A six million euro European Union-UN Food and Agriculture Organisation project will help vulnerable farming families in Iraq's northern Nineveh governorate recover from the conflict that devastated its capital, Mosul, and surrounding areas, the FAO said on Monday.
"The EU has responded promptly to the very urgent needs of the most vulnerable families that were affected by the conflict in northern parts of Iraq," said Fadel al-Zubi, FAO's representative in the country.
After a military offensive launched in 2106 in the surrounding Nineveh governorate, Iraqi and allied forces last year re-took Mosul from the Islamic State jihadist group, which seized the city in 2014.
"Thanks to the support from the EU, households will enhance their resilience and ability to cope with shocks by increasing their net earnings," Zubi said.
The EU-funded project "aims to increase household income while building, repairing and maintaining local infrastructure and creating communal and public productive assets," FAO stated.
Through cash-for-work activities, 1,250 households including women and other marginalised groups will be able to earn an income, directly benefiting around 7,500 people. Crucially, this will also enable farmers to access water for crop irrigation and livestock, through the rehabilitation and construction of water catchments, roads, river embankments and secondary canals, FAO noted.
"Once these important agricultural assets and irrigation infrastructure are restored, the project will provide water for 70,000 hectares of currently unproductive land that can be used for winter wheat crops, and the spring and autumn vegetable seasons," said Zubi.
"This means 30,000 vulnerable farming households (180,000 people) will be able to produce food on their land again," he underlined.
Many of the families taking part in the project's cash-for-work component have no other income, FAO said.
Humanitarian needs remain in Iraq, where FAO is working closely with the government to aid rural families returning to areas of the country retaken from IS, the internally displaced, host communities and refugees from Syria, the UN agency aid.
The joint EU-FAO project is funded by the Madad Fund - a regional trust fund set up by the EU in response to the Syrian crisis.
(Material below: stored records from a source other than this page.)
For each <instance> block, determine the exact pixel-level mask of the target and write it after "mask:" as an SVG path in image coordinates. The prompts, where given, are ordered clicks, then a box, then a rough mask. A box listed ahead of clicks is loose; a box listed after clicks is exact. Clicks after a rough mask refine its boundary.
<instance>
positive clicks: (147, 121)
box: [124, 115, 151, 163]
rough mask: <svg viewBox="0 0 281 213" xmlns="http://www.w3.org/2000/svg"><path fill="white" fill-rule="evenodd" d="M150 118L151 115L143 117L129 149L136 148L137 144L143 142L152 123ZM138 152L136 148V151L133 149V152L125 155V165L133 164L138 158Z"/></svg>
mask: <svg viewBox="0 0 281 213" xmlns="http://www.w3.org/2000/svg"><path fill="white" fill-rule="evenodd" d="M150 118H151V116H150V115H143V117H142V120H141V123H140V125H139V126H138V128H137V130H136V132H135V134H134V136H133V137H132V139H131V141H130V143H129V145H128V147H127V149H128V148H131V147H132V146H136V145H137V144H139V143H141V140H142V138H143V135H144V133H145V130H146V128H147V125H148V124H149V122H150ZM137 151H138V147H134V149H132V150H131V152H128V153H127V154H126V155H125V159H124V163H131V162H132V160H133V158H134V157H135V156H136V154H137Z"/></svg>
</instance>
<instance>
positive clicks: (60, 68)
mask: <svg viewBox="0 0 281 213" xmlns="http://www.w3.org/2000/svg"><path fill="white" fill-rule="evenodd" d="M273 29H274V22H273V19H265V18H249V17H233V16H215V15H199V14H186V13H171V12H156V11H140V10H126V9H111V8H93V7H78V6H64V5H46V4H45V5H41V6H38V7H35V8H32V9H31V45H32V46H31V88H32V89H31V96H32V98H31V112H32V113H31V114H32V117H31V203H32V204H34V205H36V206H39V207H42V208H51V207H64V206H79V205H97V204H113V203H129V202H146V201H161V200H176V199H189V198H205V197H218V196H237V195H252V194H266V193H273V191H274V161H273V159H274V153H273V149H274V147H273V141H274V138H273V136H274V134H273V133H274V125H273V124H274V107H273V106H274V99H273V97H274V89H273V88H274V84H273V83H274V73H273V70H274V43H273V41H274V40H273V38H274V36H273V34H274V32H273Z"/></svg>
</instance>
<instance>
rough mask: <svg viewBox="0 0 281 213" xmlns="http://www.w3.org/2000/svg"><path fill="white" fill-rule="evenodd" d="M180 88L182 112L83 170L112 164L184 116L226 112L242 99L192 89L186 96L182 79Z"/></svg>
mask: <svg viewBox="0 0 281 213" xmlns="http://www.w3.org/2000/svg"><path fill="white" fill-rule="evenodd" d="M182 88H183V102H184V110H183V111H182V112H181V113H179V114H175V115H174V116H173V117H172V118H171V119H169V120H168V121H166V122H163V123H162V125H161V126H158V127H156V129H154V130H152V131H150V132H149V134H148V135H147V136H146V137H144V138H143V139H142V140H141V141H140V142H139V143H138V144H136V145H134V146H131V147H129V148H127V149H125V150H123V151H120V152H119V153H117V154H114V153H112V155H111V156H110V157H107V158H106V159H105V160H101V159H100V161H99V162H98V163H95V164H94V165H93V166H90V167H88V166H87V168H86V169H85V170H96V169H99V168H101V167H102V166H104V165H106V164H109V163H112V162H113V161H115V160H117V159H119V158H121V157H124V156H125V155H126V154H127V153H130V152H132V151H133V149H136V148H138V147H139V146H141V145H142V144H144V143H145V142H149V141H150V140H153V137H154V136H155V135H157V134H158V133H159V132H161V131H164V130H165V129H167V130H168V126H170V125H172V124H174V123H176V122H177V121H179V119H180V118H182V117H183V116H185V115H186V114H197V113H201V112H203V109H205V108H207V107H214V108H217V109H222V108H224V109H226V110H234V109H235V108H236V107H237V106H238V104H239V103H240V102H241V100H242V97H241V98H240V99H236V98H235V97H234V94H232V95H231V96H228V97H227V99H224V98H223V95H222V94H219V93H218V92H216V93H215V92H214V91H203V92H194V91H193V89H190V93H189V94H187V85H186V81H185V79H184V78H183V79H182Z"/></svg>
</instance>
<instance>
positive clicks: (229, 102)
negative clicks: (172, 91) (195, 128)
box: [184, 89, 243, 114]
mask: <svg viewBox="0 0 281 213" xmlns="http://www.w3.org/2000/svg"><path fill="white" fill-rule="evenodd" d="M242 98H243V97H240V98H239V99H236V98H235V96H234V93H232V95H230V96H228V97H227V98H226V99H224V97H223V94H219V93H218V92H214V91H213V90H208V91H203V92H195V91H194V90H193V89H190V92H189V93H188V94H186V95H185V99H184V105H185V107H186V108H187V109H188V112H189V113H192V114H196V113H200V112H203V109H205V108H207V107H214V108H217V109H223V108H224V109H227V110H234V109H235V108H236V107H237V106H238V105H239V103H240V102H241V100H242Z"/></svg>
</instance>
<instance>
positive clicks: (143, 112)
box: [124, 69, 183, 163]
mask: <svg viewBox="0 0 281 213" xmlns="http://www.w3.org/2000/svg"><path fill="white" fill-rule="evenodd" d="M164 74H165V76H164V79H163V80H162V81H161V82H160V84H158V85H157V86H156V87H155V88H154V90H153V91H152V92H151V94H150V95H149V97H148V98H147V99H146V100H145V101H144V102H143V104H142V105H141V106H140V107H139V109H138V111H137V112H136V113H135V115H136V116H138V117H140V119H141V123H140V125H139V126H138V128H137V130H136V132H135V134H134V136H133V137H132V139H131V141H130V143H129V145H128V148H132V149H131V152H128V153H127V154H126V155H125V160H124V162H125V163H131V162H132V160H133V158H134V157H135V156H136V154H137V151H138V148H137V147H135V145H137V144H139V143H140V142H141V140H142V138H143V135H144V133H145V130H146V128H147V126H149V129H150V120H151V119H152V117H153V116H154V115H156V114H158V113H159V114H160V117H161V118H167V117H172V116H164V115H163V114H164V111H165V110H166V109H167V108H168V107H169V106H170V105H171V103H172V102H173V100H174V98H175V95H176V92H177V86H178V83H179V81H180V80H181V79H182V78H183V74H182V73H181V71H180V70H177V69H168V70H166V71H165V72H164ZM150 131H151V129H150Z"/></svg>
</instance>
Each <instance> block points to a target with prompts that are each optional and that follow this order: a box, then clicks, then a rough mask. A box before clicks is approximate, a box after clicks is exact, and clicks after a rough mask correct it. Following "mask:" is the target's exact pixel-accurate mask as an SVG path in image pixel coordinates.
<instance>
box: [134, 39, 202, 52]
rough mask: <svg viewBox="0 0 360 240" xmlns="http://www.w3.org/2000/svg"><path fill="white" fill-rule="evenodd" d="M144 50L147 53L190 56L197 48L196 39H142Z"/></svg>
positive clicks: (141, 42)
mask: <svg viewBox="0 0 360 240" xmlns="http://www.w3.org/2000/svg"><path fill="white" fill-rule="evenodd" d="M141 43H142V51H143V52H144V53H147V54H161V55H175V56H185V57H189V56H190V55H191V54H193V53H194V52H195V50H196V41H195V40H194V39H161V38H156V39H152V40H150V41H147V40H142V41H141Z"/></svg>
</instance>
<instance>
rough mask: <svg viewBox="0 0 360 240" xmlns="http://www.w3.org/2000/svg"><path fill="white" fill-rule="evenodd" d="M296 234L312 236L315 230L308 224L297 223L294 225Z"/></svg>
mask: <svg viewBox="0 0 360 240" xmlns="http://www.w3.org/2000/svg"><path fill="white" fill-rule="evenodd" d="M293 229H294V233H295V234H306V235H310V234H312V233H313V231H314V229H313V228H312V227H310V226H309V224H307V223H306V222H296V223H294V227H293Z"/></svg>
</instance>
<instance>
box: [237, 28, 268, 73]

The project is part of FAO's Recovery and Resilience Programme, which helps reduce chronic, or acute food insecurity, malnutrition, poverty in Iraq's agriculture sector, FAO said.
FAO needs 10.2 million dollars this year to aid 116,100 farmers with livestock, plant pest outbreak control and food security coordination. In the longer term it requires 76 million dollars to help 1.6 million people by rebuilding the agriculture sector, water systems and communities, FAO concluded.